Volcanism at convergent margins is one of the most visible and important manifestations of the circulation of the solid Earth, with importance both for our understanding of Earth processes, and for hazards to human beings from eruptions and seismicity. Understanding these processes requires comprehensive data sets that make use of the most important geochemical tools, collected in the context of a "natural experiment" provided by the Earth. New developments in analytical geochemistry and collaboration with Chilean volcanologists provide a unique opportunity for such a study. The Chilean "southern volcanic zone" provides an experiment to see how the continental crust influences volcanic behavior and products. The thickness and age of the crust change progressively from south to north, permitting two competing hypotheses to be rigorously evaluated. The first hypothesis proposes that changes in volcanism result from the influence of the crust on melting processes in the mantle below, and that erupted melts can be interpreted in terms of the processes that take place at depth to create convergent margin volcanoes. The second argues that the crust modifies magmas beyond recognition, so that their compositions reflect shallow crustal processes rather than deeper mantle processes. A comprehensive study of volcanoes along the gradient provided by southern Chile will permit a detailed test of these hypotheses, and a new understanding of what controls convergent magma compositions.

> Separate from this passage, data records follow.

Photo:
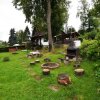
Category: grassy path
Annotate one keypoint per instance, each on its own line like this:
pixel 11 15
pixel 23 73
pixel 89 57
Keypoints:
pixel 20 81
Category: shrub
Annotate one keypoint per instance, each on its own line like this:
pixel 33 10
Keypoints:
pixel 90 49
pixel 5 59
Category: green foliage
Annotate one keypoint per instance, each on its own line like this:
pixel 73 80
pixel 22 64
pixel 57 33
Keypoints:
pixel 97 74
pixel 12 37
pixel 5 59
pixel 90 49
pixel 90 35
pixel 18 81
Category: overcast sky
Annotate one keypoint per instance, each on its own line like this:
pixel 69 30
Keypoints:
pixel 12 18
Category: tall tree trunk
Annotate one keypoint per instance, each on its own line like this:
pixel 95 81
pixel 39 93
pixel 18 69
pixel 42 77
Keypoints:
pixel 49 25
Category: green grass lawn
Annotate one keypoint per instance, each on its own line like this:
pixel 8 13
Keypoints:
pixel 20 81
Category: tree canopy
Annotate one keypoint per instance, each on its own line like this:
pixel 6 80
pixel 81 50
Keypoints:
pixel 44 14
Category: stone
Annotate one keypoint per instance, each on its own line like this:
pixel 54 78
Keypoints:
pixel 46 71
pixel 37 61
pixel 79 72
pixel 47 59
pixel 32 63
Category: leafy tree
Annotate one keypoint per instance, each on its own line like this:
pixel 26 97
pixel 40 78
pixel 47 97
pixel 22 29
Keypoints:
pixel 26 34
pixel 12 37
pixel 20 37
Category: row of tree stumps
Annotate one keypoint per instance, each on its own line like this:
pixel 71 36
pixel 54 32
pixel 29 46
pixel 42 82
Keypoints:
pixel 72 54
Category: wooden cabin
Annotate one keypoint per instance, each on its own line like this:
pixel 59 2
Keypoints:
pixel 63 37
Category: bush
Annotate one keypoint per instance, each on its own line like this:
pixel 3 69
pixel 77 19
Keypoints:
pixel 90 49
pixel 5 59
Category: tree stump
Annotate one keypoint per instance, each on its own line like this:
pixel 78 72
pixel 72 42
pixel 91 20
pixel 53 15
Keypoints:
pixel 46 71
pixel 37 61
pixel 76 65
pixel 79 72
pixel 32 63
pixel 47 60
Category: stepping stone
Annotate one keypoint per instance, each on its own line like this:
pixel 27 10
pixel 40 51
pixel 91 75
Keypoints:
pixel 66 62
pixel 14 53
pixel 79 72
pixel 32 63
pixel 54 88
pixel 47 59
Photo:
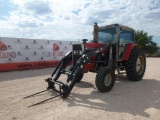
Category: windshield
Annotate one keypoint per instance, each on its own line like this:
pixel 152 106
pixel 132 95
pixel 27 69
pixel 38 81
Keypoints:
pixel 107 35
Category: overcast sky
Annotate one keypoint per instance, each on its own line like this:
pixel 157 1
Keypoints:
pixel 73 19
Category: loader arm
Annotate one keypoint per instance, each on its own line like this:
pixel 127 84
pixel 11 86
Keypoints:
pixel 65 88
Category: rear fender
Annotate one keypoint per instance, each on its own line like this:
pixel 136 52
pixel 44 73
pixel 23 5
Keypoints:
pixel 128 49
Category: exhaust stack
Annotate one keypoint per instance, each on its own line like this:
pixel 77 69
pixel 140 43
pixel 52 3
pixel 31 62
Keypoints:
pixel 95 33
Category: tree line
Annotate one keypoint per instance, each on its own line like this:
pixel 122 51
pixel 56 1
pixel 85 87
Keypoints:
pixel 145 42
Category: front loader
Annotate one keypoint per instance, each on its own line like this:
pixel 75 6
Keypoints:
pixel 113 49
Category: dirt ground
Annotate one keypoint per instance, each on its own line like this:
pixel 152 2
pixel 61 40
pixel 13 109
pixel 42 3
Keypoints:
pixel 127 101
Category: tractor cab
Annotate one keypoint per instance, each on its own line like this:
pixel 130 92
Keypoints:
pixel 114 33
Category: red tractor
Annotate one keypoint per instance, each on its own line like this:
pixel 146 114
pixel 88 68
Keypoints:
pixel 113 48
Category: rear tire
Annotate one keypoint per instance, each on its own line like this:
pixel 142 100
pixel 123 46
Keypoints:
pixel 136 65
pixel 105 79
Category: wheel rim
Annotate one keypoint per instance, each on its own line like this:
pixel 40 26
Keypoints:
pixel 140 65
pixel 107 80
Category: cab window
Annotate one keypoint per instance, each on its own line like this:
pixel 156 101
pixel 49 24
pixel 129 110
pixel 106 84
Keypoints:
pixel 126 36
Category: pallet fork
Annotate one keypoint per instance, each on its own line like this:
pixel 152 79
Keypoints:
pixel 65 88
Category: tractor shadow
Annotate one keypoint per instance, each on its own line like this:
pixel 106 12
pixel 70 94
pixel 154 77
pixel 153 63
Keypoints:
pixel 13 75
pixel 126 97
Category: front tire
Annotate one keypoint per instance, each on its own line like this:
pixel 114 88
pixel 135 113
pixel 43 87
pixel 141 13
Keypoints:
pixel 136 65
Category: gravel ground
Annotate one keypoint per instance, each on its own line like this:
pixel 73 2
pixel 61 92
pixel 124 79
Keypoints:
pixel 127 101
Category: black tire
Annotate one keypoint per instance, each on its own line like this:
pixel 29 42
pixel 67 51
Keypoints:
pixel 105 79
pixel 78 77
pixel 136 65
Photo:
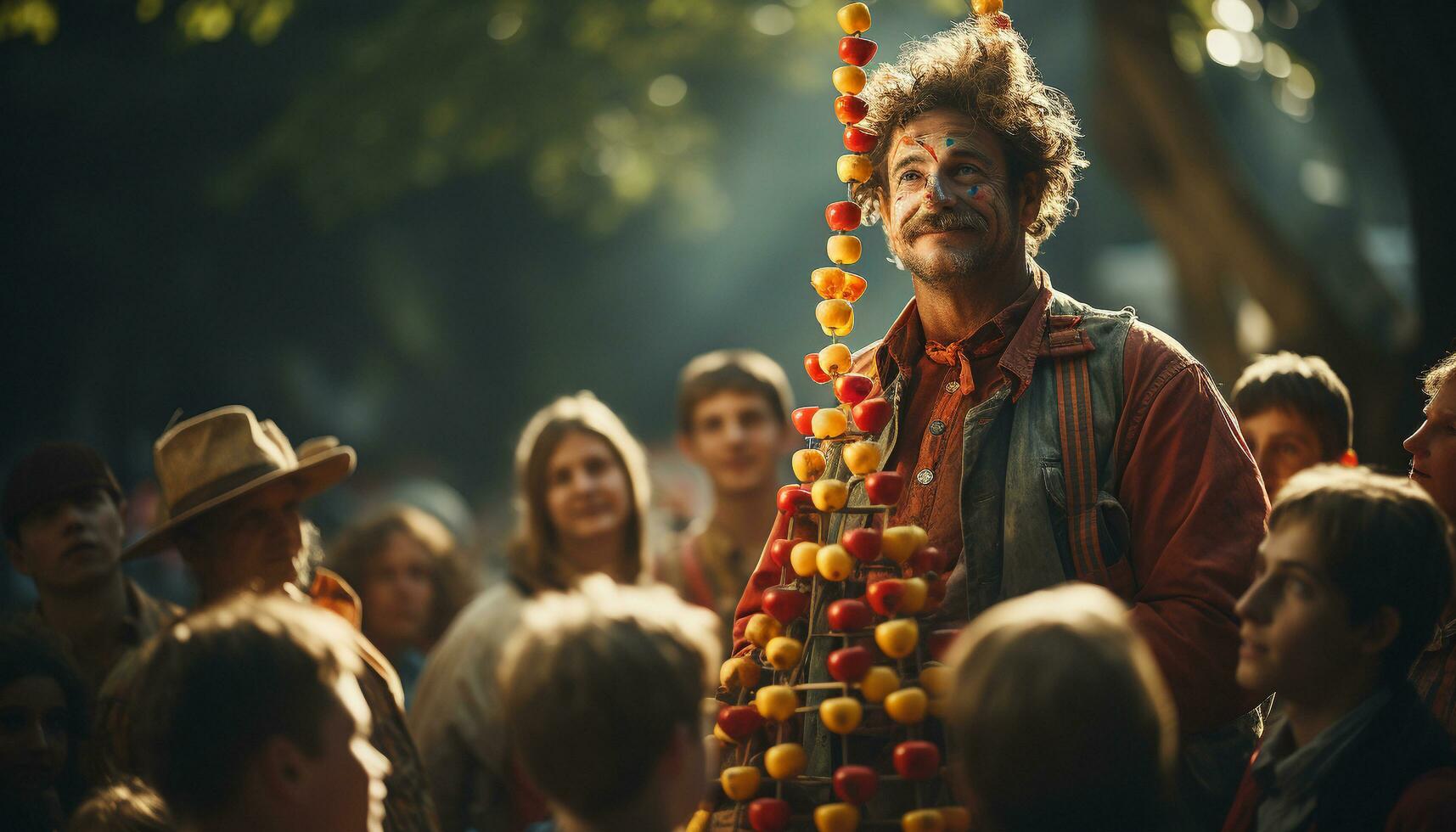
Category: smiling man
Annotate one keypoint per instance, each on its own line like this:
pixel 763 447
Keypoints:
pixel 1043 439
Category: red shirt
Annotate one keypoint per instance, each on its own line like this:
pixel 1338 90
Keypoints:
pixel 1191 492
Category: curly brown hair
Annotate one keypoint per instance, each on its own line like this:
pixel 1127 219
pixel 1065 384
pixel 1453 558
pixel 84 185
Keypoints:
pixel 985 71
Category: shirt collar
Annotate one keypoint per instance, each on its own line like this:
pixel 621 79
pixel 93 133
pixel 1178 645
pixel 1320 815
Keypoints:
pixel 1021 325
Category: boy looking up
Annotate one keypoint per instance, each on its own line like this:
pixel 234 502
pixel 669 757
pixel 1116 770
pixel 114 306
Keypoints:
pixel 1293 413
pixel 1347 592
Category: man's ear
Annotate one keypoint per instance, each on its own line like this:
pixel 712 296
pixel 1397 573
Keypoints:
pixel 285 771
pixel 1379 632
pixel 1030 193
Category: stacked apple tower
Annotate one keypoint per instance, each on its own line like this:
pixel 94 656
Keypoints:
pixel 837 638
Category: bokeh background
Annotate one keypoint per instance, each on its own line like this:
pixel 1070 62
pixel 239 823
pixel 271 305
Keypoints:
pixel 409 223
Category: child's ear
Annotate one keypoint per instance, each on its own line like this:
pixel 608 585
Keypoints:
pixel 1380 630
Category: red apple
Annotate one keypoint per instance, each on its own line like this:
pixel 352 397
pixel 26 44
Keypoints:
pixel 863 544
pixel 842 216
pixel 855 50
pixel 918 760
pixel 871 416
pixel 928 559
pixel 852 388
pixel 885 596
pixel 855 783
pixel 847 663
pixel 804 417
pixel 779 553
pixel 940 642
pixel 847 614
pixel 851 108
pixel 785 604
pixel 884 487
pixel 794 498
pixel 812 369
pixel 740 720
pixel 859 140
pixel 769 815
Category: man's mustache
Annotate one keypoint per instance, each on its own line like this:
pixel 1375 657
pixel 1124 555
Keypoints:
pixel 944 222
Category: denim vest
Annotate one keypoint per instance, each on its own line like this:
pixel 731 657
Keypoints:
pixel 1014 503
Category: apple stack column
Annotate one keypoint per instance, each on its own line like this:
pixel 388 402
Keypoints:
pixel 839 637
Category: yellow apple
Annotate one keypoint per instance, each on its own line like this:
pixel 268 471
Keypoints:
pixel 843 250
pixel 835 359
pixel 762 630
pixel 835 312
pixel 776 703
pixel 836 818
pixel 863 457
pixel 808 464
pixel 914 595
pixel 737 673
pixel 829 423
pixel 957 818
pixel 802 557
pixel 784 652
pixel 740 781
pixel 922 821
pixel 829 494
pixel 840 714
pixel 897 637
pixel 849 81
pixel 853 168
pixel 879 683
pixel 853 18
pixel 785 761
pixel 902 541
pixel 906 706
pixel 835 563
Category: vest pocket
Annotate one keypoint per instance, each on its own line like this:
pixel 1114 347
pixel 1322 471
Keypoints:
pixel 1113 531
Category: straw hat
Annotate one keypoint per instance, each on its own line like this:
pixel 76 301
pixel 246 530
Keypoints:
pixel 223 455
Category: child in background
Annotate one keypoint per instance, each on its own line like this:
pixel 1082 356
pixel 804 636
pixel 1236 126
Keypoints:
pixel 1347 592
pixel 1293 413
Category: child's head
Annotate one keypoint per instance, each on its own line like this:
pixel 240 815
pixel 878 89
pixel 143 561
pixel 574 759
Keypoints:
pixel 1348 585
pixel 42 722
pixel 1060 717
pixel 409 576
pixel 254 708
pixel 733 416
pixel 603 689
pixel 1295 413
pixel 127 806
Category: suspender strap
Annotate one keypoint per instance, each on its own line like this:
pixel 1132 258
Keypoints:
pixel 1079 465
pixel 696 580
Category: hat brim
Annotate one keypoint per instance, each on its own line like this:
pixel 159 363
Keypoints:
pixel 313 475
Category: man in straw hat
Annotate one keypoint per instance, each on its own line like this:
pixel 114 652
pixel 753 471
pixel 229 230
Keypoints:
pixel 232 486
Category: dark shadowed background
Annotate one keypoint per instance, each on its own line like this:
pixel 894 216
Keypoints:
pixel 413 222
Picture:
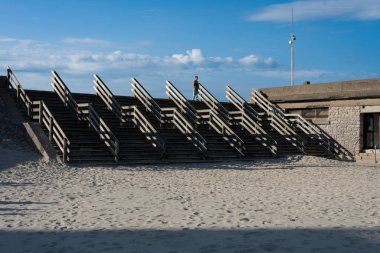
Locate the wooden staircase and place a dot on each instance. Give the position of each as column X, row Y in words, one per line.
column 103, row 128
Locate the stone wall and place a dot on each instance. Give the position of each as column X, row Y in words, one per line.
column 345, row 127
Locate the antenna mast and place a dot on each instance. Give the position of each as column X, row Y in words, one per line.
column 291, row 43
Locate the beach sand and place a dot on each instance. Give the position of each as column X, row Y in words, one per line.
column 294, row 204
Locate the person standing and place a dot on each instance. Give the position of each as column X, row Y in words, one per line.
column 195, row 88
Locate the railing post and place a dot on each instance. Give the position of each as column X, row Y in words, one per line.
column 40, row 116
column 51, row 128
column 9, row 77
column 64, row 156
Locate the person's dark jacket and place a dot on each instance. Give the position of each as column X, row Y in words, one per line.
column 196, row 84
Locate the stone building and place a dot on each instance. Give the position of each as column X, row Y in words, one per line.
column 348, row 111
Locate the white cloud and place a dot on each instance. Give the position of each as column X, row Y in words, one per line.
column 85, row 41
column 248, row 60
column 33, row 60
column 299, row 74
column 28, row 55
column 193, row 56
column 320, row 9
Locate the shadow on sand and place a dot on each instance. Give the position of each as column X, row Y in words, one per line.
column 206, row 241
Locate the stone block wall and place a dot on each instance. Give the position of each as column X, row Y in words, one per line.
column 345, row 126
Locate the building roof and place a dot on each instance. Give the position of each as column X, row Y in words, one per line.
column 357, row 89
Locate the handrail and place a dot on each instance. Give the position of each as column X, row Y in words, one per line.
column 221, row 126
column 63, row 92
column 107, row 97
column 183, row 124
column 178, row 120
column 55, row 132
column 14, row 84
column 310, row 129
column 279, row 121
column 212, row 102
column 121, row 112
column 146, row 127
column 87, row 111
column 249, row 120
column 146, row 99
column 182, row 103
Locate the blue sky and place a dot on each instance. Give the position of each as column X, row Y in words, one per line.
column 242, row 43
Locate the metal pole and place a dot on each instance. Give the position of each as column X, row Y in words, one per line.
column 292, row 64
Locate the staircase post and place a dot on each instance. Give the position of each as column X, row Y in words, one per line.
column 64, row 157
column 51, row 129
column 40, row 116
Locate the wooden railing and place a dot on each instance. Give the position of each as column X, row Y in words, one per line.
column 181, row 102
column 87, row 111
column 212, row 102
column 249, row 120
column 44, row 116
column 129, row 113
column 63, row 92
column 55, row 132
column 171, row 114
column 187, row 128
column 279, row 121
column 146, row 99
column 14, row 84
column 221, row 127
column 148, row 130
column 108, row 98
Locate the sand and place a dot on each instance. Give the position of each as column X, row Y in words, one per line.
column 294, row 204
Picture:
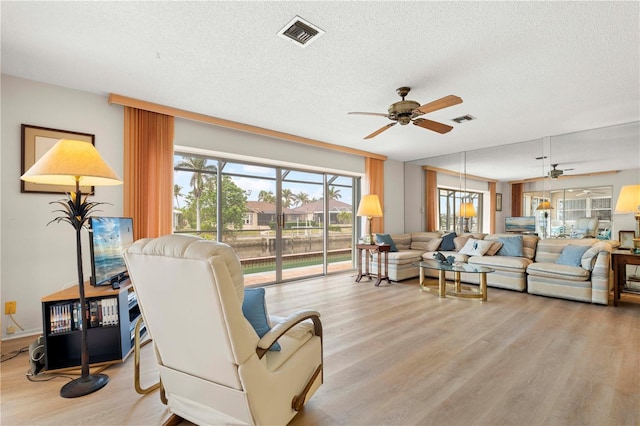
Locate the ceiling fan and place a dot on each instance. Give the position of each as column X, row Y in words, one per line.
column 555, row 173
column 405, row 112
column 588, row 192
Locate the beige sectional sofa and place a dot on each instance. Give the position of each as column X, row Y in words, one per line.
column 589, row 282
column 536, row 271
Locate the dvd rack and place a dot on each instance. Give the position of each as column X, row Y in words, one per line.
column 110, row 316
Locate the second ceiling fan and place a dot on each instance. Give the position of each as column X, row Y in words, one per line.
column 405, row 112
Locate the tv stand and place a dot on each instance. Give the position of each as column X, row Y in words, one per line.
column 111, row 316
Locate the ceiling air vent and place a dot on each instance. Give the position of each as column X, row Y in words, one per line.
column 464, row 118
column 300, row 32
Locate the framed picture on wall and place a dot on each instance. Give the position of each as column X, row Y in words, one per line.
column 36, row 141
column 626, row 239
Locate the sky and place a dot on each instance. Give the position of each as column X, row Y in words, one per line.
column 255, row 179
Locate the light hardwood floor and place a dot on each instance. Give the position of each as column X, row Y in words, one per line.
column 396, row 356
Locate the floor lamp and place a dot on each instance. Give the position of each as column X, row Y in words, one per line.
column 545, row 206
column 467, row 211
column 71, row 162
column 370, row 207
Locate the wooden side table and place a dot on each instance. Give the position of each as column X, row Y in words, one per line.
column 383, row 253
column 619, row 261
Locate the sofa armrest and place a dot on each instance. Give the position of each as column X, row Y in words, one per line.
column 285, row 325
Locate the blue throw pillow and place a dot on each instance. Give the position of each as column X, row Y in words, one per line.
column 255, row 311
column 386, row 239
column 572, row 255
column 511, row 246
column 447, row 242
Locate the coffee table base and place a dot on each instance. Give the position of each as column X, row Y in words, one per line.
column 457, row 289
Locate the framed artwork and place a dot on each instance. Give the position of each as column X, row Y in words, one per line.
column 36, row 141
column 626, row 239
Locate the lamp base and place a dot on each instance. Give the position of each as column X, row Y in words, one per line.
column 84, row 385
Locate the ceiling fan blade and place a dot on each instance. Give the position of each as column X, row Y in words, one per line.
column 445, row 102
column 432, row 125
column 380, row 130
column 370, row 113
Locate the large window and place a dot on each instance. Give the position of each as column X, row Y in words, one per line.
column 566, row 207
column 451, row 217
column 283, row 223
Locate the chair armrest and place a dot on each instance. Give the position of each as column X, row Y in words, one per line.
column 285, row 325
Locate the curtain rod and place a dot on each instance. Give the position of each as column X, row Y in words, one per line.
column 175, row 112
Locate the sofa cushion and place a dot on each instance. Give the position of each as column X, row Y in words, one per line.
column 475, row 247
column 495, row 248
column 403, row 241
column 529, row 243
column 460, row 241
column 457, row 256
column 502, row 262
column 557, row 271
column 431, row 245
column 572, row 255
column 588, row 260
column 511, row 246
column 386, row 239
column 402, row 257
column 447, row 242
column 255, row 311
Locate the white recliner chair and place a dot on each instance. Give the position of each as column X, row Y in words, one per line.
column 214, row 368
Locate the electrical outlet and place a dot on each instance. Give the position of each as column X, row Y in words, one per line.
column 10, row 308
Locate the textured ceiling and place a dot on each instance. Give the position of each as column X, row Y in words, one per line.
column 526, row 70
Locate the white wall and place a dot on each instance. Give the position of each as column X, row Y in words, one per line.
column 394, row 201
column 414, row 204
column 37, row 259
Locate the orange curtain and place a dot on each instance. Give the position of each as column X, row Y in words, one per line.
column 492, row 215
column 148, row 172
column 431, row 200
column 374, row 175
column 516, row 199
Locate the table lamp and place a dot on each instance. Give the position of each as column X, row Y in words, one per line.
column 71, row 162
column 629, row 203
column 370, row 207
column 467, row 211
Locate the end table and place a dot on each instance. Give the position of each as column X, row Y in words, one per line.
column 383, row 253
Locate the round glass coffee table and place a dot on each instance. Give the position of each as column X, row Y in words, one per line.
column 455, row 289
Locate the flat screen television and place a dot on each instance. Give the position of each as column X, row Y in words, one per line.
column 108, row 238
column 520, row 224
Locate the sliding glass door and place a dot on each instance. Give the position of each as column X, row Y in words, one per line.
column 284, row 224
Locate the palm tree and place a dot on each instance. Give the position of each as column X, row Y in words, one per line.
column 197, row 166
column 287, row 198
column 266, row 196
column 301, row 198
column 177, row 193
column 334, row 193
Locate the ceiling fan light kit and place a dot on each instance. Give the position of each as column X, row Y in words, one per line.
column 407, row 111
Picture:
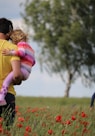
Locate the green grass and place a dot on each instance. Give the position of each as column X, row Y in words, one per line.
column 49, row 101
column 45, row 116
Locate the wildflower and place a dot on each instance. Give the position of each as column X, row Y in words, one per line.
column 68, row 122
column 73, row 118
column 1, row 129
column 50, row 131
column 28, row 129
column 21, row 119
column 83, row 115
column 19, row 125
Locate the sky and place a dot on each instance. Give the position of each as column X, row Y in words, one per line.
column 39, row 83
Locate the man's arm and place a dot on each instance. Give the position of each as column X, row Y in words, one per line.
column 17, row 75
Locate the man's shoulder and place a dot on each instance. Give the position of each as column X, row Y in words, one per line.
column 7, row 44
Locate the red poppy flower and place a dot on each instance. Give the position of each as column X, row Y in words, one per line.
column 50, row 131
column 58, row 118
column 73, row 118
column 28, row 129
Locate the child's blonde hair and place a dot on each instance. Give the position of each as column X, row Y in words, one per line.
column 17, row 36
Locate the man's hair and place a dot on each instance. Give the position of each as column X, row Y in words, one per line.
column 6, row 25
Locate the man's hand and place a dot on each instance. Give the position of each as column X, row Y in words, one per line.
column 6, row 52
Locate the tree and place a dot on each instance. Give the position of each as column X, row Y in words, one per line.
column 65, row 32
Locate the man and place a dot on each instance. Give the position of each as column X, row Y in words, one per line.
column 8, row 64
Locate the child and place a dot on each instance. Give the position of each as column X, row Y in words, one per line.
column 26, row 53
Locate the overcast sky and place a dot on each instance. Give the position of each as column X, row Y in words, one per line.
column 39, row 84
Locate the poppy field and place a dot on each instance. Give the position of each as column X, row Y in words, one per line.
column 52, row 117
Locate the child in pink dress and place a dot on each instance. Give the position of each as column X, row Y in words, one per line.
column 26, row 53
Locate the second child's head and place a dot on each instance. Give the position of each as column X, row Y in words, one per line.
column 17, row 36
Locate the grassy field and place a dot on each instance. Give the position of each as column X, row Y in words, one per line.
column 49, row 101
column 40, row 116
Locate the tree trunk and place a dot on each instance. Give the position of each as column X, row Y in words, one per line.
column 68, row 85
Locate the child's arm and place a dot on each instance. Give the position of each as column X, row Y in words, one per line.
column 20, row 52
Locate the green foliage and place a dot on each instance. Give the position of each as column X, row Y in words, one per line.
column 65, row 32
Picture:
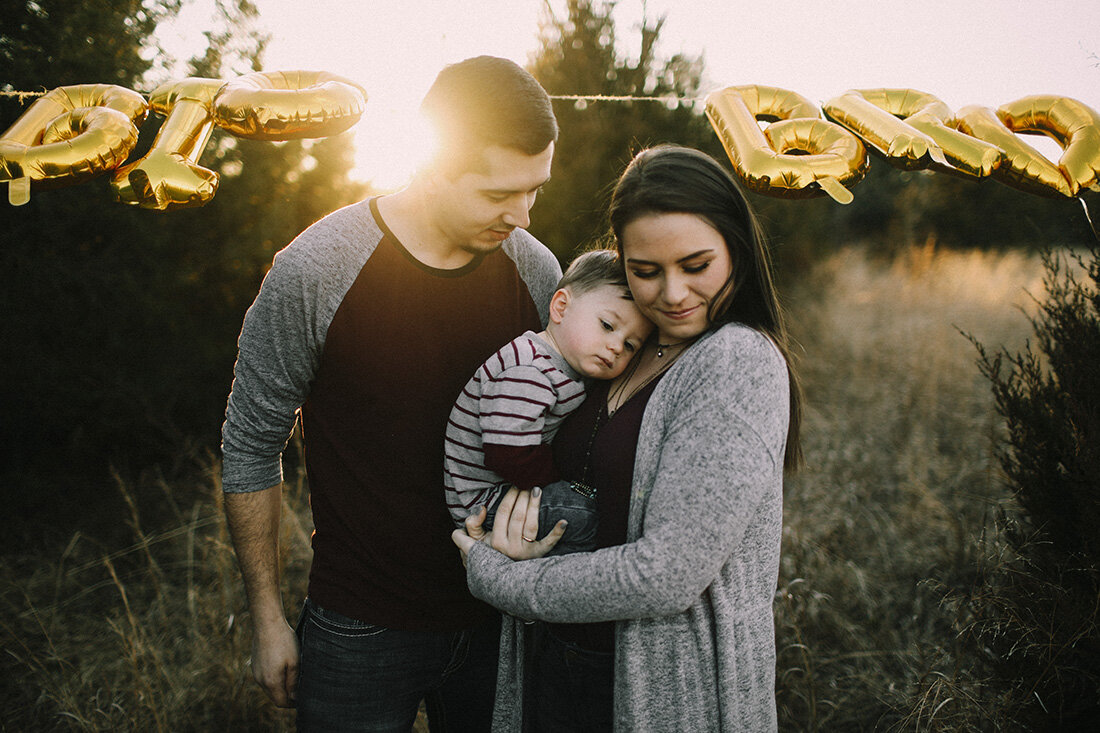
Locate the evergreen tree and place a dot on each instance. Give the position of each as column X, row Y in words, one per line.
column 579, row 56
column 123, row 321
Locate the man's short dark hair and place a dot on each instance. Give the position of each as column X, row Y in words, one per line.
column 485, row 101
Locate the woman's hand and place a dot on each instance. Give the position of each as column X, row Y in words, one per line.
column 517, row 525
column 514, row 528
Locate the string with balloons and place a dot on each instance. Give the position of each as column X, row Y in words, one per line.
column 73, row 133
column 779, row 142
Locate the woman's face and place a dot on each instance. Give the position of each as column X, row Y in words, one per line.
column 675, row 264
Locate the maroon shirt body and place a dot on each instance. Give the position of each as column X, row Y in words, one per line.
column 399, row 349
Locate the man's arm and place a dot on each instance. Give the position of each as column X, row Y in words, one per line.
column 254, row 526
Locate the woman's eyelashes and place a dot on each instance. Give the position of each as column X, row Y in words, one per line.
column 693, row 269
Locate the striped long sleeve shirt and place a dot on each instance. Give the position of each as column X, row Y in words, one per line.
column 516, row 400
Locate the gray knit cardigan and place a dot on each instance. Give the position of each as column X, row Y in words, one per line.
column 692, row 588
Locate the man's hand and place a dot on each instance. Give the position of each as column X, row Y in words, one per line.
column 275, row 662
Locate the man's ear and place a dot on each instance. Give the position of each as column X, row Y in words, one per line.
column 558, row 304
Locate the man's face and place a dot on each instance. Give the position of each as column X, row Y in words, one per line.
column 477, row 209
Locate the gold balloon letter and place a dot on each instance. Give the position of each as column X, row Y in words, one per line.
column 1024, row 167
column 68, row 135
column 794, row 153
column 1075, row 126
column 287, row 105
column 169, row 177
column 913, row 130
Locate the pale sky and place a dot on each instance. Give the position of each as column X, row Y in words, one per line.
column 965, row 52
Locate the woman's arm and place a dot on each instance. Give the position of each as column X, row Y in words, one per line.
column 724, row 418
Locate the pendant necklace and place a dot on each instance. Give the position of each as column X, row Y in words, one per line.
column 662, row 347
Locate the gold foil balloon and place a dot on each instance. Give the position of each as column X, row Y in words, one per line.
column 1075, row 126
column 911, row 129
column 1024, row 167
column 169, row 176
column 798, row 156
column 68, row 135
column 287, row 105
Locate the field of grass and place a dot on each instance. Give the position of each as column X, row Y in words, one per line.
column 888, row 516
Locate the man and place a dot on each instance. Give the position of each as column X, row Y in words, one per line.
column 371, row 321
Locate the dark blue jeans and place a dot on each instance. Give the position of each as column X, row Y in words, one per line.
column 360, row 677
column 560, row 501
column 571, row 688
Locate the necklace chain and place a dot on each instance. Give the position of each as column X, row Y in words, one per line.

The tools that will be used to solve this problem include the necessary field work and geological understanding provided by Chilean colleagues, standard tools of major elements, trace elements, and long-lived radiogenic isotopes. The new perspectives come from the combination of this classical approach with oxygen isotopes, U-series studies, and the cosmogenic nuclide 10Be. Oxygen isotopes are particularly sensitive to crustal contamination; U-series and 10Be reflect mantle processes. Seeing how these tracers co-vary will constrain the crust and mantle contributions.
This work will answer fundamental questions about solid Earth circulation that relate to our overall understanding to the plate tectonic cycle. It also integrates efforts of US, Swiss, French and Chilean investigators. Some of the volcanoes have had important historical eruptive activity, and this work will be useful to future hazard evaluation. Undergraduates, graduate students and post-docs are all receiving training in volcanology, the logistics of managing field expeditions, and advanced tools of chemical analysis.